All science is about extracting relevant information from data and making new discoveries. The 2016 ICT Focus offered answers to the question of how data science and e-infrastructure can help with this.
Companies such as Google and Facebook show very clearly how much value can be extracted from data when data science and e-infrastructure are put to use at the highest level. In the academic community, too, the strategic importance of these “production factors” for excellence in research is undisputed. Today’s interdisciplinary and multidisciplinary knowledge processes depend on the availability of unlimited data and computing power. Islands, isolated data silos and network bottlenecks have no part in the modern IT landscape.
In his keynote address under the heading "The Revolution in Experimental and Observational Science and the Resulting Demands on e-Infrastructure", Tony Hey, Chief Data Scientist at the Scientific Computing Department of the UK Science and Technology Facilities Council (stfc.ac.uk), shed light on the current situation for scientists. As well as mastering experimental and theoretical know-how, they must also process the vast quantities of data that are recorded by instruments and output by computer simulations and sensor networks, all of which are being continually refined and thus producing ever more data. The amount of digital data we have is now so gigantic that managing it has become a science in its own right: data science. There is a new trend in the academic world for fusing specialist branches of science with computer science.
Hey stressed that dealing with Big Data places special demands on the infrastructure of research institutes and universities. All of the digital production factors are brought together in a single platform dubbed e-infrastructure. The Science and Technology Facilities Council defines e-infrastructure as follows: E-infrastructure refers to a combination and interworking of digitally-based technology (hardware and software), resources (data, services, digital libraries), communications (protocols, access rights and networks) and the people and organisational structures needed to support modern, internationally leading collaborative research, be it in the arts and humanities or the sciences. Hey shortened this definition to a simple formula: e-infrastructure = compute + data + networking + tools and services + people.
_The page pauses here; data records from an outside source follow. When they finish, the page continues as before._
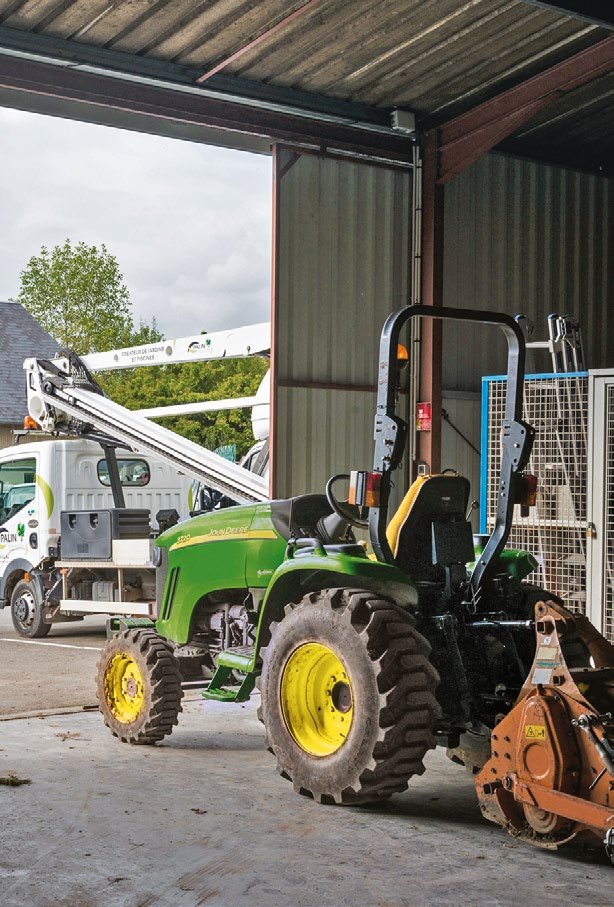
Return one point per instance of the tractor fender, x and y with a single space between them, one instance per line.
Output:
299 575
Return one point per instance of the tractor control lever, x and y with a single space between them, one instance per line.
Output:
606 752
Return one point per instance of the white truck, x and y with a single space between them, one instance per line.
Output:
42 479
70 547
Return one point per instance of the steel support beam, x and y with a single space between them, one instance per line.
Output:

Hey called for European research networks to adopt an end-to-end network architecture along the lines of the Science DMZ so that scientists from all over the world can have access to the high-end resources of Europe’s leading research institutes.
Where does Europe stand in terms of e-infrastructure? Hey, who was Corporate Vice President at Microsoft Research from 2005 to 2015, sees the US as clearly out in front. One example he cites is the National Science Foundation (NSF) task force project Campus Bridging. The aim of this project, launched in 2009, was to network campus infrastructures such that scientists could use all of the connected infrastructures’ functions as if they were part of their own campus infrastructure. This gave rise to the Science DMZ, a high-speed data network with dedicated high-performance data transfer nodes. Thanks to the NSF’s funding, the Science DMZ is now available at more than 100 universities. Hey called for European research networks to adopt an end-to-end network architecture along the lines of the Science DMZ so that scientists from all over the world can have access to the high-end resources of Europe’s leading research institutes.
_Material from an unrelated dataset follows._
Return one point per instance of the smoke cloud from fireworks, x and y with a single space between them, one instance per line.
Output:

Olivier Verscheure’s keynote address presented a new joint project of EPFL and ETH Zurich: the Swiss Data Science Center (SDSC, datascience.ch). The Belgian has a doctorate from EPFL and worked at IBM research centres in the US and Ireland for 17 years. He became head of the SDSC, which is still being set up, in 2016.
Verscheure described data science as a "fragmented ecosystem" made up of various disciplines: data mining, statistics, machine learning, operations research, visualisation, visual analytics, data management, algorithms and more besides. The challenge, he said, lies in using data science to solve "real problems", i.e. the kind of problems that arise in specialist scientific contexts. The SDSC was created to close the gap between data science and the specialist sciences and thus contribute to progress in the latter. Its main task will be to "federalise" domain experts, data providers and data sciences on a shared platform. Verscheure aims to recruit an interdisciplinary team of 30 to 40 data and computer scientists by 2020.
Swiss science needs more experts who can analyse Big Science Data. The ETH Board has responded to this need by setting up the SDSC and launching Master’s courses in data science. In parallel with this, infrastructure initiatives are essential to ensure that growing volumes of data can continue to be transferred quickly and securely within the community. Both speakers made reference to SWITCH’s expertise and achievements in this regard, praising services such as SWITCHengines as key components in Big Data scenarios. SWITCH is also represented on the SDSC’s steering committee by its Managing Director Andreas Dudler. Both research experts made it clear that they welcome cooperations with the industry.